Виссарион Григорьевич Белинский
И мое мнение об игре г. Каратыгина
1
В нашей вялой и прозаической жизни всякая новость возбуждает всеобщее внимание и сильно занимает собою умы всех и каждого. К числу таких новостей принадлежит вторичный приезд в Москву знаменитых петербургских артистов, Каратыгиных{1}. Кто не помнит, как засуетилась наша белокаменная во время их первого приезда, какая была давка у театра, как трудно было доставать билеты, как толковали и спорили об игре любимцев петербургской публики и в аристократических гостиных и гостиницах, и в плебейских горницах и трактирах, и на улицах и перекрестках? Кто не помнит знаменитого турнира, на котором было переломлено столько копий и pour и contre[1] во имя Каратыгиных П. Щ. и г. Шевыревым и ареною которого была «Молва»{2}. Кто не помнит, как г. Шевырев, после нескольких упорных и утомительных схваток, оставил поле битвы и не кончил сражения, обидевшись невежливостию своего хладнокровного и несговорчивого противника, не хотевшего поднять забрала своего шлема и провозгласить своего рода и имени?.. Оно, кажется, тут бы не на что претендовать: ведь журнальные турниры совсем не то, что рыцарские турниры. Благородные рыцари почитали предосудительным для себя сражаться с безымянными противниками, ибо вменяли в бесчестие подвергать свое благородное тело невежливым ударам какого-нибудь плебея и не видели никакой для себя славы в победе над противником незнатного рода и племени; но в литературе геральдика вещь совершенно посторонняя; в ней важны дела, а не имена. Но всем уже известно, что г. Шевырев скрепу критических статей именами их авторов почитает самым верным для избежания от
Итак, всем памятны шум и движение, произведенные прежним приездом в Москву г-на и г-жи Каратыгиных… Такое же ли точно действие произвел теперешний их приезд? Кажется, что нет. Правда, и теперь по утрам ужасная давка при раздаче билетов, и теперь ходенем ходит огромный Петровский театр от грома рукоплесканий нашей доброй и не слишком взыскательной публики, и теперь в той же самой «Молве» вышел к арене таинственный г. П. Щ.{3}, но рукоплескания уже не так единодушны и дружны, уже часто они прерываются и заглушаются ропотом неудовольствия; но таинственный г. П. Щ. что-то решительнее и резче, хладнокровнее и насмешливее в своем тоне и пока еще не встретил ни одного противника… Что бы это значило?.. Неужели г. Каратыгин, этот артист, так горячо любящий свое искусство, так глубоко и усердно изучающий его, вместо того чтобы итти вперед, пошел назад и сделался хуже?..

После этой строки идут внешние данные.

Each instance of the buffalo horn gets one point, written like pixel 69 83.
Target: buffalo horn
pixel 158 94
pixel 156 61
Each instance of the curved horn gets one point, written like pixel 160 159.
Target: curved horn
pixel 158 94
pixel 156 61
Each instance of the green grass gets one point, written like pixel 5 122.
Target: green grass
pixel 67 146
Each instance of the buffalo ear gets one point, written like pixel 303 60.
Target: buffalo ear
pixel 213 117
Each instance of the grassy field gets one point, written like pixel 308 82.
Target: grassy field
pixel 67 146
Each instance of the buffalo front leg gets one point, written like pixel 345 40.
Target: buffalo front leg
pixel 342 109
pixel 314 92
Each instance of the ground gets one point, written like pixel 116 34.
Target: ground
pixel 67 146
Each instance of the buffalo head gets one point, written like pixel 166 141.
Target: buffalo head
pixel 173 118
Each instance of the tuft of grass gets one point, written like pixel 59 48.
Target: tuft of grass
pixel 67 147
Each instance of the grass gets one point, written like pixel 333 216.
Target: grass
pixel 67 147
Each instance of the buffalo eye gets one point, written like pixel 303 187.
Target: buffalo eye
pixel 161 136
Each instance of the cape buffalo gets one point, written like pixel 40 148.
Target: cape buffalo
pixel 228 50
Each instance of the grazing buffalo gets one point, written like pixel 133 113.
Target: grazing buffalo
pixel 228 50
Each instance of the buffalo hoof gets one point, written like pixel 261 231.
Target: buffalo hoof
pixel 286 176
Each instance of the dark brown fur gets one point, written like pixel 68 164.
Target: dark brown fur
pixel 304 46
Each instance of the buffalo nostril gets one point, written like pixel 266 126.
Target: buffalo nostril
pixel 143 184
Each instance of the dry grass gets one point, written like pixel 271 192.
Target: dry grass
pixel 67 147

Нет: он все тот же, но уже не те обстоятельства: к нему присмотрелись, его разглядели, а прелесть новости потеряла свою магическую силу. Вот и разгадка этой загадки. В искусстве есть два рода красоты и изящества, так же точно, как есть два рода красоты в лице человеческом. Одна поражает вдруг, нечаянно, насильно, если можно так – сказать; другая постепенно и неприметно вкрадывается в душу и овладевает ею. Обаяние первой быстро, ко не прочно; второй – медленно, но долговечно; первая опирается на новость, нечаянность, эффекты и нередко странность; вторая берет естественностию и простотою. Марлинский и Гоголь – вот вам представители того и другого рода красоты в искусстве. Я не отрицаю таланта в г. Марлинском и пока еще не вижу гения в г. Гоголе, но хочу только показать разность между талантом
2
Повидимому, я отдалился от предмета моего рассуждения, но в самом деле я гораздо ближе к нему, нежели как можно ожидать. У нас два трагических актера: г. Мочалов и г. Каратыгин, хочу провести между ними параллель. «Какое невежество! Каратыгин и Мочалов – fi donc! Можно ли помнить о Мочалове, говоря о Каратыгине?..» Не знаю, будут ли мне сказаны подобные слова, но я уже как будто слышу их. У нас это так натурально; мы так неумеренны ни в нашем удивлении, ни в нашем презрении к авторитетам. Теперь как-то странно и даже страшно произнести имя г. Мочалова, не имея намерения посмеяться над ним, как смеются над Александром Орловым, говоря о Вальтере Скотте. Но я думаю иначе, и если каждый в деле литературы и искусства может иметь свое мнение, то почему же и мне не иметь своего, хотя мое скромное имя и не значится в литературных Адрес-календарях?..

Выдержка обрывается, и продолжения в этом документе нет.